Ülkemizi bir ağ gibi örmüş ve kördüğüm olmuş “mecburi” durumlar kaldırılmadan “mecburi hizmet” düzeltilemez. Her şeyi mecburiyete bağlamış bir düzende siz nasıl “tık” beklersiniz!?
Çocuğumuz ilköğretime kaydolacak. Niçin? Zorunlu!
Dini bir kişi ya da kurum temsil edecek. Niçin? Zorunlu!
Batı literatürüne göre bilim yapacaksınız. Niçin? Zorunlu!
Mesainiz saat 17:00’de bitecek. Niçin? Zorunlu!
Dokunulmazlık kazanmak için yemin edeceksiniz. Niçin? Zorunlu!
Aklınıza gelen herkese soruşturma açacaksınız. Niçin? Zorunlu!
Giysilerinizi şablona uyduracaksınız. Niçin? Zorunlu!
ABD ve IMF’ye devamlı borçlanacaksınız. Niçin? Zorunlu!
Çoktan seçmeli yöntemle gözaltına alacaksınız. Niçin? Zorunlu!
Oy vermezseniz ceza ödeyeceksiniz. Niçin?
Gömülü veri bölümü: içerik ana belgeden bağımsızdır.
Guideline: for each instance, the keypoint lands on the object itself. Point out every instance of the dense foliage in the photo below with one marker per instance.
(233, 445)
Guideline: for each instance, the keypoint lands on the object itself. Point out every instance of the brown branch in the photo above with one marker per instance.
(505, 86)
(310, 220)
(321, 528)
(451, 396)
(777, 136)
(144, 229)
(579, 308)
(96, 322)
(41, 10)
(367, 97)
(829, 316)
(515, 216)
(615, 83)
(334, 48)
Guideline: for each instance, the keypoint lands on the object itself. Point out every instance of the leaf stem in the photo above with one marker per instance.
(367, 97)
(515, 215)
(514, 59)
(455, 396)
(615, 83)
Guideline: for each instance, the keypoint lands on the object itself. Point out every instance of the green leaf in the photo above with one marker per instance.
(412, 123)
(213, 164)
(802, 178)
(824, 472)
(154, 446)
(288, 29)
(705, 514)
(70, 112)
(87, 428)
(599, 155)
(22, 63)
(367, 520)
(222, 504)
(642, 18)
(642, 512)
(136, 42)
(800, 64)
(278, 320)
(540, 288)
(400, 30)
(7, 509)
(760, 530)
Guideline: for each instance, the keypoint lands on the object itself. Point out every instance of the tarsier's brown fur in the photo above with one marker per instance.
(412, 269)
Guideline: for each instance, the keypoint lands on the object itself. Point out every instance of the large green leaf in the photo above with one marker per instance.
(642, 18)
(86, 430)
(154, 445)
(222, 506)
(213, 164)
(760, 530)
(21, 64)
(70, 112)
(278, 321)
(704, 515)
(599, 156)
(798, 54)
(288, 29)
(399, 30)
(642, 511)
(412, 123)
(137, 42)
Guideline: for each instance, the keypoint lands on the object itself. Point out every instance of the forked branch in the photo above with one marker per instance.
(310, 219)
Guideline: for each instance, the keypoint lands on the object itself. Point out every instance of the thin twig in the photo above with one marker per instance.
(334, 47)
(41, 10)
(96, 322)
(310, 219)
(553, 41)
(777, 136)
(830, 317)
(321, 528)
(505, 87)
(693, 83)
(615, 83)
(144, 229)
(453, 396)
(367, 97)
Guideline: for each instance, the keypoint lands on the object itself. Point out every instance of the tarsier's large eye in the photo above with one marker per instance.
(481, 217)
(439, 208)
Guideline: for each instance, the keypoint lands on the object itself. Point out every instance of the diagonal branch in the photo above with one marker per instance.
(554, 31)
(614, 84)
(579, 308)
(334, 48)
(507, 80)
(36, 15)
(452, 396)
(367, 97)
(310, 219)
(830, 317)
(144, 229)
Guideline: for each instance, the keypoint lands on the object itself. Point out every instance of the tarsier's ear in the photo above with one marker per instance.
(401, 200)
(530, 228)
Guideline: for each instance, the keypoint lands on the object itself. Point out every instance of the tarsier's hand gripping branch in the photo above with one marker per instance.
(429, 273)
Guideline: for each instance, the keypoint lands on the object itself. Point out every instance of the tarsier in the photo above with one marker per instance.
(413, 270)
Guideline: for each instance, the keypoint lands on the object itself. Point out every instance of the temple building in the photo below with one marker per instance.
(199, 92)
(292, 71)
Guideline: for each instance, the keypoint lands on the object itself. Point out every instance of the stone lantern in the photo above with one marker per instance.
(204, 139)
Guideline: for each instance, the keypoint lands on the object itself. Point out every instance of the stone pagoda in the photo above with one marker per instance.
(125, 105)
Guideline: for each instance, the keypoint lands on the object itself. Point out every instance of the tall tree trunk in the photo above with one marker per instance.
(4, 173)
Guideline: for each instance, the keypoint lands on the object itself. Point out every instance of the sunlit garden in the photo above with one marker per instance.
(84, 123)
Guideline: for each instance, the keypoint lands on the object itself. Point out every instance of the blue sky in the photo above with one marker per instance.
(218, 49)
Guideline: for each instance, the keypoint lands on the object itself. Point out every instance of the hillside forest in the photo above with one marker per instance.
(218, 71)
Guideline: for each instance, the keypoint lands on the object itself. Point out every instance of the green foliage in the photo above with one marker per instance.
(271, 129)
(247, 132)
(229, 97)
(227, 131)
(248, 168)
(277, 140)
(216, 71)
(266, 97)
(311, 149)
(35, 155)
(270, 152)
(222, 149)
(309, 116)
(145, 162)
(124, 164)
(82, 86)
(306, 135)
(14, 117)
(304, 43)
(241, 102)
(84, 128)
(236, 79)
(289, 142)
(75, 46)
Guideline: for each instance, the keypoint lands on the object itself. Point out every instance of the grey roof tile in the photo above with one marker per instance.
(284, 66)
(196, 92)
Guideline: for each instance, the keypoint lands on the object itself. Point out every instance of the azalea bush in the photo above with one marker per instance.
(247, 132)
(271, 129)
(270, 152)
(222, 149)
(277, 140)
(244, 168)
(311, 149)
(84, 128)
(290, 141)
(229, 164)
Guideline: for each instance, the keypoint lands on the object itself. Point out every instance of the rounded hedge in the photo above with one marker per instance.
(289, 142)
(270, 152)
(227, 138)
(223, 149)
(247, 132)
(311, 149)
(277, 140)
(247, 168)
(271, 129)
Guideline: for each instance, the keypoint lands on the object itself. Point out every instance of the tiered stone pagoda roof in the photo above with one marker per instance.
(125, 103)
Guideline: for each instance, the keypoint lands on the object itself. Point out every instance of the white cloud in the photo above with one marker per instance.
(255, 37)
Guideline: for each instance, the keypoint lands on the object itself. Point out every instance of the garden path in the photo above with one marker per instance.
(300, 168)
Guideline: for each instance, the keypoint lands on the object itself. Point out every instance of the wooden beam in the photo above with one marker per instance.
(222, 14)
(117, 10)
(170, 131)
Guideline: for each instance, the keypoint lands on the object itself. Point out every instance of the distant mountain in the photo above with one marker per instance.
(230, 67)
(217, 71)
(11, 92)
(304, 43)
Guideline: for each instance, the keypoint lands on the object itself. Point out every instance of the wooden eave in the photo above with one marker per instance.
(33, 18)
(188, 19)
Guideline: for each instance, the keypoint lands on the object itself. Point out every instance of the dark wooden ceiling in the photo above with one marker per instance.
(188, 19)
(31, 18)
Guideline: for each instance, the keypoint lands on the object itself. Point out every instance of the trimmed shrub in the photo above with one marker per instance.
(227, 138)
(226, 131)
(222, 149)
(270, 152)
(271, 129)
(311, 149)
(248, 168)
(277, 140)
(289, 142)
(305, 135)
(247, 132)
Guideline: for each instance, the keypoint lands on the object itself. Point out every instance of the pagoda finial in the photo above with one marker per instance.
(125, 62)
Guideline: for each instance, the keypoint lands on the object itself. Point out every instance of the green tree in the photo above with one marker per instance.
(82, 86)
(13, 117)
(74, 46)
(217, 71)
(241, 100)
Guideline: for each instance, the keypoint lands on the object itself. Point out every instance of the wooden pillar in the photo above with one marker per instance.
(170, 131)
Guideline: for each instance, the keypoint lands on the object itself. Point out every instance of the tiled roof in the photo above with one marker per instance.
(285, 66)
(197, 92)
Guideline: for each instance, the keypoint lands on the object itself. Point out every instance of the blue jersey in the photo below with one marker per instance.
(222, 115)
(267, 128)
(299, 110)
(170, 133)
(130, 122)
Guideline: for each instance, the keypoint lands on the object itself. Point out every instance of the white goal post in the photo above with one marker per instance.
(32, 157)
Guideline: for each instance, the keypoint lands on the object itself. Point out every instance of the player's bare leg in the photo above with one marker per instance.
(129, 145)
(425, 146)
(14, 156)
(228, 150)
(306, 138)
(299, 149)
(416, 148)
Zorunlu!
Bu kadar yoğun mecburiyetlerle dolu bilinç altının güdümündeki beynin demokrat bir kavram üretmesini nasıl beklersiniz?
Düşünceyi demokratlaştırırsak üretilen kavramlarımız da bilimselleşir.
Böyle bir durumda “Zorunlu hizmet” yerine “Hizmet felsefesini” yapılandırırsak yukarıda sıralanan tüm zorunluluklar gönüllü hizmete dönüşür.